Hi,
With help from subsystem maintainers, I've managed to get some of
get_unused_fd() calls converted to use get_unused_fd_flags(O_CLOEXEC)
instead. [ANDROID][IB][VFIO]
KVM subsystem maintainers helped me to change calls to anon_inode_getfd()
to use O_CLOEXEC by default. [KVM]
Some maintainers applied my patches to convert get_unused_fd() to
get_unused_fd_flags(0) were using O_CLOEXEC wasn't possible without breaking ABI.
[SCTP][XFS]
So, still in the hope to get rid of get_unused_fd(), please find a another
attempt to remove get_unused_fd() macro and encourage subsystems to use
get_unused_fd_flags(O_CLOEXEC) or anon_inode_getfd(O_CLOEXEC) by default
were appropriate.
The patchset convert all calls to get_unused_fd()
to get_unused_fd_flags(0) before removing get_unused_fd() macro.
Without get_unused_fd() macro, more subsystems are likely to use
anon_inode_getfd() and be teached to provide an API that let userspace
choose the opening flags of the file descriptor.
Additionally I'm suggesting Industrial IO (IIO) subsystem to use
anon_inode_getfd(O_CLOEXEC): it's the only subsystem using anon_inode_getfd()
with a fixed set of flags not including O_CLOEXEC.
Not using O_CLOEXEC by default or not letting userspace provide the "open" flags
should be considered bad practice from security point of view:
in most case O_CLOEXEC must be used to not leak file descriptor across exec().
Using O_CLOEXEC by default when flags are not provided by userspace allows it
to choose, without race, if the file descriptor is going to be inherited
across exec().
Status:
In linux-next tag 20130906, they're currently:
- 22 calls to get_unused_fd_flags() (+3)
not counting get_unused_fd() and anon_inode_getfd()
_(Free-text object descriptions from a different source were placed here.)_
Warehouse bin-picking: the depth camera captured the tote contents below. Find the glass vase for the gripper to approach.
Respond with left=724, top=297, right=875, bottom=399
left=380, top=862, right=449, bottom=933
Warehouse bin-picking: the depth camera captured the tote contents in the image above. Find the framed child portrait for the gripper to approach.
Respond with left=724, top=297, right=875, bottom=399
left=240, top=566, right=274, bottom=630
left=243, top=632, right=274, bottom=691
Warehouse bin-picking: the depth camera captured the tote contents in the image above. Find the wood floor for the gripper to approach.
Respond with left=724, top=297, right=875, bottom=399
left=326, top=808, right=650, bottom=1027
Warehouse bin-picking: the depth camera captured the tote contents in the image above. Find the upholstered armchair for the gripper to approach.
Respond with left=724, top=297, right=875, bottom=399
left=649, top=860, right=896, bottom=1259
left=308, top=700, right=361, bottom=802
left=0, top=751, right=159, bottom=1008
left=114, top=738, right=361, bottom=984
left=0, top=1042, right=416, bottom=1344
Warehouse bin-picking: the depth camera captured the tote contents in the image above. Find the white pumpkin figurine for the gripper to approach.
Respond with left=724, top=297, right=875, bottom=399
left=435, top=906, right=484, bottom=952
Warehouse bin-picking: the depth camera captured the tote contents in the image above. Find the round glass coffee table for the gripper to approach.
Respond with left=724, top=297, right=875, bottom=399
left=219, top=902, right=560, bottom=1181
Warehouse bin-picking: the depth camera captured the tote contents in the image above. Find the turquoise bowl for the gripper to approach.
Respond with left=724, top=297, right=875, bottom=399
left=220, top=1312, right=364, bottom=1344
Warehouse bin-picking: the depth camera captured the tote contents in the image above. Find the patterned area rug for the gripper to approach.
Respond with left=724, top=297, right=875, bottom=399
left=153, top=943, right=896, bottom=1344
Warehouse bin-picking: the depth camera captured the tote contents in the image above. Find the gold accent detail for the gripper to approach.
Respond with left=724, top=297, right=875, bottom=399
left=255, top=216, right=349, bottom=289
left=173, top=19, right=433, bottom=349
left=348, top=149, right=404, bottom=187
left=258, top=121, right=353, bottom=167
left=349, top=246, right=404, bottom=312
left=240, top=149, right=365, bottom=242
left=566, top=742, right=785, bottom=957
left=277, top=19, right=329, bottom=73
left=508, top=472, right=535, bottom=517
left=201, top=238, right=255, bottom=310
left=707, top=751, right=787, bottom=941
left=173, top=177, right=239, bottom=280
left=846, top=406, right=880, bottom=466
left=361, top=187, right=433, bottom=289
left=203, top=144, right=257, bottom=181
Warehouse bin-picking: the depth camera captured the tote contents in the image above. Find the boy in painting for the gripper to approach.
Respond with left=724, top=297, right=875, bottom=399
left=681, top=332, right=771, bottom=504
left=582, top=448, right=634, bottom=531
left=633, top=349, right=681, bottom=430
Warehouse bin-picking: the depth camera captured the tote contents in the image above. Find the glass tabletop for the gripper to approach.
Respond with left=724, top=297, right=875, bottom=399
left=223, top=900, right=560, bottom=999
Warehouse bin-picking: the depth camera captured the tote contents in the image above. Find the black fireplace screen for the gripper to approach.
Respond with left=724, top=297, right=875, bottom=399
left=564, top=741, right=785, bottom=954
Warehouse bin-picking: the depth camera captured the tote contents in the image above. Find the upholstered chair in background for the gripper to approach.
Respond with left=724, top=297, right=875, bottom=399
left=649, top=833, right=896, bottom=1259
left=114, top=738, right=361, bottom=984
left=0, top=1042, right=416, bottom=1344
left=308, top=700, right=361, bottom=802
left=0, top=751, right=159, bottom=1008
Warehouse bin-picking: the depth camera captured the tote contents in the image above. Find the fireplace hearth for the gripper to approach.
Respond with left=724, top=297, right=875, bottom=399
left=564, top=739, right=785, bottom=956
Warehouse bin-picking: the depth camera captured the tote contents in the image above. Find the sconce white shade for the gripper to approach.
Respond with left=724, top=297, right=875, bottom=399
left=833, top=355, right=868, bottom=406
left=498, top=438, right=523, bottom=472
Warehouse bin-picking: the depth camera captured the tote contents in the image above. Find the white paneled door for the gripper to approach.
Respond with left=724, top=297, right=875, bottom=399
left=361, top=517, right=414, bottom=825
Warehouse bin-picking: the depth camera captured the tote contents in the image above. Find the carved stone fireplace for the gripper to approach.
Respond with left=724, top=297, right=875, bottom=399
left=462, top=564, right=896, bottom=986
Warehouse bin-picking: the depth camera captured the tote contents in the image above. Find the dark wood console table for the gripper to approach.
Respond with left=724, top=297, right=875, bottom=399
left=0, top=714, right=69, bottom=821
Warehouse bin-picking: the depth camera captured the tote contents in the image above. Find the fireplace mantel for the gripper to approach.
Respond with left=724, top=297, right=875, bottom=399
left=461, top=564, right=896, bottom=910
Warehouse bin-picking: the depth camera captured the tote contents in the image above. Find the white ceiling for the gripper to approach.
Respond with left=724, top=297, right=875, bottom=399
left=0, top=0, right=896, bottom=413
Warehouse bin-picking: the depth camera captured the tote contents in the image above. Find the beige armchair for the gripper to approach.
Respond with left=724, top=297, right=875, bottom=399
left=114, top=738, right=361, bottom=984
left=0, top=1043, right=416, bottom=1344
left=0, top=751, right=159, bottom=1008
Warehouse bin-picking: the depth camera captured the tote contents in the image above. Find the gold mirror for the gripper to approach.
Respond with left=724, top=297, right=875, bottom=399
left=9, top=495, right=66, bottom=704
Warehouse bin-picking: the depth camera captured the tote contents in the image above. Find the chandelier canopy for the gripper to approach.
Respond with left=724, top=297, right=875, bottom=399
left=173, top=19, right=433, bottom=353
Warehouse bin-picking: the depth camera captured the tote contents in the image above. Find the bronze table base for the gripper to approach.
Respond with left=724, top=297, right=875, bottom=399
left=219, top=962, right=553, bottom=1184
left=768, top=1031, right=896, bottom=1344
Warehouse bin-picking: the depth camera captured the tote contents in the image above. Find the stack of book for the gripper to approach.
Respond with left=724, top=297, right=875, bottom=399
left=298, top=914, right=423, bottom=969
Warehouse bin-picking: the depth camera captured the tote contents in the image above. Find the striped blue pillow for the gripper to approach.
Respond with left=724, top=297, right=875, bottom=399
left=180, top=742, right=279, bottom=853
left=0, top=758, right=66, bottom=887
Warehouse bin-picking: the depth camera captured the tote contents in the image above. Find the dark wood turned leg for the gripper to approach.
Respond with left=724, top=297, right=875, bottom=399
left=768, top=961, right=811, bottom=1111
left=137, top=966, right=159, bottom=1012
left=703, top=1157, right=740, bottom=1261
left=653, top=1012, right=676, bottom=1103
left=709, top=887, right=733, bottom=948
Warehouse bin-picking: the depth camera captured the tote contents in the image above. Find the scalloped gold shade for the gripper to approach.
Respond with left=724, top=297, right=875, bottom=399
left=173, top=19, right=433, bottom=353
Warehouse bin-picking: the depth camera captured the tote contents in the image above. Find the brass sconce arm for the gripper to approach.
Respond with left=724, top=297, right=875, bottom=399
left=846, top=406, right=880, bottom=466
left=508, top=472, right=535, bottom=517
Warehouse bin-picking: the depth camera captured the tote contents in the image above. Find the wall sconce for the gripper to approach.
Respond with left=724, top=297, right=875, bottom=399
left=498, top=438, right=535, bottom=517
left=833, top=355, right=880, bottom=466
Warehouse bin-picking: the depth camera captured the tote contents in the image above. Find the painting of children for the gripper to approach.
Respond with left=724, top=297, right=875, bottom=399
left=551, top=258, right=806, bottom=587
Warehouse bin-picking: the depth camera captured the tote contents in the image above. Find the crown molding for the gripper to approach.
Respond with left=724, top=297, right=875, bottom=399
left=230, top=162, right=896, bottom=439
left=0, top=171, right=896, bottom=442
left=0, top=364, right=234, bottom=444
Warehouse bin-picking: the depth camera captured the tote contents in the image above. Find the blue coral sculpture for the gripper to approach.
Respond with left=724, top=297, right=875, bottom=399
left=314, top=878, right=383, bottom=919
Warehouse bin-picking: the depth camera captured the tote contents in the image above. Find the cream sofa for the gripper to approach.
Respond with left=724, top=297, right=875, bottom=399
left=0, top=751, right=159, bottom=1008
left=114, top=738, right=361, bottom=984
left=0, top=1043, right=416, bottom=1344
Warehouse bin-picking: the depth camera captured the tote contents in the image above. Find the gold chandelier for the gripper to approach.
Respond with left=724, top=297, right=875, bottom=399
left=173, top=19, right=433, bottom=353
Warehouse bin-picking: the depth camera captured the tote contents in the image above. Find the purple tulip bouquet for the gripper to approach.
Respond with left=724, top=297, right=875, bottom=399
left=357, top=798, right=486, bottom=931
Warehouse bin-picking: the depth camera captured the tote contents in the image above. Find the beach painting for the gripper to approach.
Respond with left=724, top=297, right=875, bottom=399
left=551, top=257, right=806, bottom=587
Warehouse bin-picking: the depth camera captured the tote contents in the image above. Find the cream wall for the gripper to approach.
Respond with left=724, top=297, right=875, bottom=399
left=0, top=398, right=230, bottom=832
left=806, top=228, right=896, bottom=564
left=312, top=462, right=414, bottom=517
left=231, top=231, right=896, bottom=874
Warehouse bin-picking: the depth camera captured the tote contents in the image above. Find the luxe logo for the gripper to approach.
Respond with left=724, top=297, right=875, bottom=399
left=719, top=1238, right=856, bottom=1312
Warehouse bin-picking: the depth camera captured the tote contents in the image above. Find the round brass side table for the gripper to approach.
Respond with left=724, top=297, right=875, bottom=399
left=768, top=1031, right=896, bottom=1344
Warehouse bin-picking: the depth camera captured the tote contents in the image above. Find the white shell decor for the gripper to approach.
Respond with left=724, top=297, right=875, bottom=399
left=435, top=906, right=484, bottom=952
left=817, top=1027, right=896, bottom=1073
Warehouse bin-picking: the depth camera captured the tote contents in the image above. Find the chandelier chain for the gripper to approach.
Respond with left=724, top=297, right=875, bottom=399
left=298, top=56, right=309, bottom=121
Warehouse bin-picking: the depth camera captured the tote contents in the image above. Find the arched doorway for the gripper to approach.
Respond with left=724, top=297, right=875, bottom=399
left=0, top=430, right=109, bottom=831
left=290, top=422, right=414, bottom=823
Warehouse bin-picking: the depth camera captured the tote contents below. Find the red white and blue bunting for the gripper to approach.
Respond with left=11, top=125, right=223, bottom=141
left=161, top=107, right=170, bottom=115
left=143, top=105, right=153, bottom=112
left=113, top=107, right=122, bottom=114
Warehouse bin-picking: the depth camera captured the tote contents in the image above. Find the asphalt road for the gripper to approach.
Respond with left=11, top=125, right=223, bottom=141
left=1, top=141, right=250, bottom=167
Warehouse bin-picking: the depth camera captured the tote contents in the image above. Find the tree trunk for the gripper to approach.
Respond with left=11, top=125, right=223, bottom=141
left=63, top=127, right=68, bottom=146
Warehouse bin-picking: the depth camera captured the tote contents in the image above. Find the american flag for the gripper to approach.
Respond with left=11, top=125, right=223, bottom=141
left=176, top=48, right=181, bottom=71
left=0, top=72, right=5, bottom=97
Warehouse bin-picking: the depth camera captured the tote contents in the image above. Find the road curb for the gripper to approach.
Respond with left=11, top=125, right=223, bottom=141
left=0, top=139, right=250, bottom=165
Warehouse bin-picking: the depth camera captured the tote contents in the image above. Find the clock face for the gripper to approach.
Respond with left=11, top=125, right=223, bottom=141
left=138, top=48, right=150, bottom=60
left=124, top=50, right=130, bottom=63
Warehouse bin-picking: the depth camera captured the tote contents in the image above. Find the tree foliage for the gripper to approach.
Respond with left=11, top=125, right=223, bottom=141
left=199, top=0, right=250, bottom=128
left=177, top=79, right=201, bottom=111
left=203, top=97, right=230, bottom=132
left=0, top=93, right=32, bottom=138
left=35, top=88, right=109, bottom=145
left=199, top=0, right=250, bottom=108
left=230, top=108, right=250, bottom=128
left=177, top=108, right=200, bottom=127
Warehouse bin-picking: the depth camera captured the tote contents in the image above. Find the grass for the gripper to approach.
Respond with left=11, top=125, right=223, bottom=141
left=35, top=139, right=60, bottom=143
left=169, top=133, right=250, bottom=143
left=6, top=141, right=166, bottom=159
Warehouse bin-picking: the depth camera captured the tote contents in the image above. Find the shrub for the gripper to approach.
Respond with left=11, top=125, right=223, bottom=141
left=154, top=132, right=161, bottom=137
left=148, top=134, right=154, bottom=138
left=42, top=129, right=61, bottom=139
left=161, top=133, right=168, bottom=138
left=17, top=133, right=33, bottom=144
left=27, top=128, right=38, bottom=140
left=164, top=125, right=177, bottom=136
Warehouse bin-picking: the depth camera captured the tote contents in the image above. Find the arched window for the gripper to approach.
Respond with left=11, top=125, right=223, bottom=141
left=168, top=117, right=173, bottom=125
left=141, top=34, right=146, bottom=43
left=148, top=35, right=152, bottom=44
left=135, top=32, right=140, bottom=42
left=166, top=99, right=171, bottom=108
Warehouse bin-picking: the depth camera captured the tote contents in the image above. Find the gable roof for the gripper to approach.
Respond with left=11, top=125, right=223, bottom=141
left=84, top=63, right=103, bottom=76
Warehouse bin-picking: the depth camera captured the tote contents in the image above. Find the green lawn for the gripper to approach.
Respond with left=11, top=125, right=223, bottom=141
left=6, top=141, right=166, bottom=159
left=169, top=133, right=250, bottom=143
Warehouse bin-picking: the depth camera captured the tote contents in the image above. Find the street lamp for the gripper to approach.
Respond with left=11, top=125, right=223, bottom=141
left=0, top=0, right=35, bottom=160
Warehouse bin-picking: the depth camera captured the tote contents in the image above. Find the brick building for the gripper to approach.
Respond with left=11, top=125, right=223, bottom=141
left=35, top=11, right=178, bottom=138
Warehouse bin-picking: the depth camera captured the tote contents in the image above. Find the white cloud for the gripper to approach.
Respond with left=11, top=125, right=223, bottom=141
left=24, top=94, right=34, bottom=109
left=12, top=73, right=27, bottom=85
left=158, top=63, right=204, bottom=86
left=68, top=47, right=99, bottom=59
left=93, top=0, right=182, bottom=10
- 7 calls to get_unused_fd() (-3)
- 11 calls to anon_inode_getfd() (0)
Changes from patchset v2 [PATCHSETv2]:
- android/sw_sync: use get_unused_fd_flags(O_CLOEXEC) instead of get_unused_fd()
DROPPED: applied upstream
- android/sync: use get_unused_fd_flags(O_CLOEXEC) instead of get_unused_fd()
DROPPED: applied upstream
- vfio: use get_unused_fd_flags(0) instead of get_unused_fd()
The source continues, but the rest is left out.